I have written in the past to recommend former BOE head Marvyn King’s new book The End of Alchemy.  Michael Lewis also recommends the book as a must read for anyone thinking about ways to fix our broken financial system and move the risk of bankruptcy off the public purse and back where it belongs, on the bankers, their shareholders and lenders.  The banks want all the upside on wins, they have to also bear the downside on losses.  It’s the only rational policy for adults.  And yet, today, 8 years after the financial crisis, still they do not.  Important to keep all this front and center as US banks announce their next quarter of earnings hijinks this week.

Gambling bankers cartoonIn his book review, Lewis adds some interesting personal anecdotes (King taught Lewis as a student at the London School of Economics when King was a professor and Lewis not yet a best selling author, famous for ripping the cover of civility off the cesspool of finance.)

Most of all, for those who aren’t convinced another book on banking is a ‘good read’ for their summer holidays, Lewis does a good job of short-handing the meat of King’s ‘Glass-Steagall-like’ proposals on how to end the era of never-ending financial crisis and restore safety to bank deposits and a financial system as a stable utility in support of the real economy.  You can read Lewis’s whole review here:  The book that will save banking from itself.  Here are some cheat notes:

The first thing that King thinks must be done is to separate the boring bits of banking (providing a safe place to deposit money, facilitating payments) from the exciting ones (trading). There is no need, he thinks, to break up the existing institutions. Deposits and short-term loans to banks simply need to be separated from other bank assets. Against all of these boring assets, banks would be required to hold government bonds or reserves at the central bank in cash. That is, there should be zero risk that there won’t be sufficient cash on hand to repay people wanting to flee any bank at a moment’s notice — and thus no reason for those people to flee.
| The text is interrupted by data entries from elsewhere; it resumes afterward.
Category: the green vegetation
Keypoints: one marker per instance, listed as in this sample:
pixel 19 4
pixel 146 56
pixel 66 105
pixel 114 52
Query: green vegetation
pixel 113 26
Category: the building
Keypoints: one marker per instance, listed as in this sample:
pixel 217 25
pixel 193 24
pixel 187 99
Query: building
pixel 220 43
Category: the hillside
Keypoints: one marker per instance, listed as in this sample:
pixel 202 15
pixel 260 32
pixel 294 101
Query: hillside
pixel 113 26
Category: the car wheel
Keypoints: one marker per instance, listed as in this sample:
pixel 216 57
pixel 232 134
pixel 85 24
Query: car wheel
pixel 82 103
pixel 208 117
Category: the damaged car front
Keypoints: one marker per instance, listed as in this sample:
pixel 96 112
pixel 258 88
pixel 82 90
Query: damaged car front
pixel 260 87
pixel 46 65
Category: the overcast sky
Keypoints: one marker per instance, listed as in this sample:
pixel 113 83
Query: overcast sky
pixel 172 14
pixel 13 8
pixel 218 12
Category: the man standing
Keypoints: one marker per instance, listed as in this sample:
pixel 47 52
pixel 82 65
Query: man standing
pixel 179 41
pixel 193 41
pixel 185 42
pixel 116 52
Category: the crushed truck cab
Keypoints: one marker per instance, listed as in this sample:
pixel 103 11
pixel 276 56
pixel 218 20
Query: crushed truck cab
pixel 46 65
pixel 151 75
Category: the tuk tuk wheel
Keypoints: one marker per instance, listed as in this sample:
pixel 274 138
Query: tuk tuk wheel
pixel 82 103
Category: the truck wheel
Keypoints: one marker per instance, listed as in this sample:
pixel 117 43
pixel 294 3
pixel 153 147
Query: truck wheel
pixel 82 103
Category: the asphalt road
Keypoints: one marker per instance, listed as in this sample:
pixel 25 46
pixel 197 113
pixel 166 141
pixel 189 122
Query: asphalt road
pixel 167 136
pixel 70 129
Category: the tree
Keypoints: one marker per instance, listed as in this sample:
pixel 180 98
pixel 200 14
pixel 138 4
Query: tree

The riskier assets from which banks stand most to gain (and lose) would then be vetted by the central bank, in advance of any crisis, to determine what it would be willing to lend against them in a pinch if posted as collateral. Common stocks, mortgage bonds, Australian gold mines, credit default swaps and whatever else: The banks would decide, before any crisis, which of their risky assets they would be willing to pledge to — basically, pawn with — the central bank. The riskier the asset, the less the central bank would be willing to lend against it. Any asset so complicated that it couldn’t be explained satisfactorily to the central bank in three 15-minute presentations wouldn’t be eligible as collateral. Everyone would know, if any given bank ever required a loan from the central bank, the size of the loan the central bank would be willing to extend. The central bank would go from being the lender of last resort to what King calls the pawnbroker for all seasons.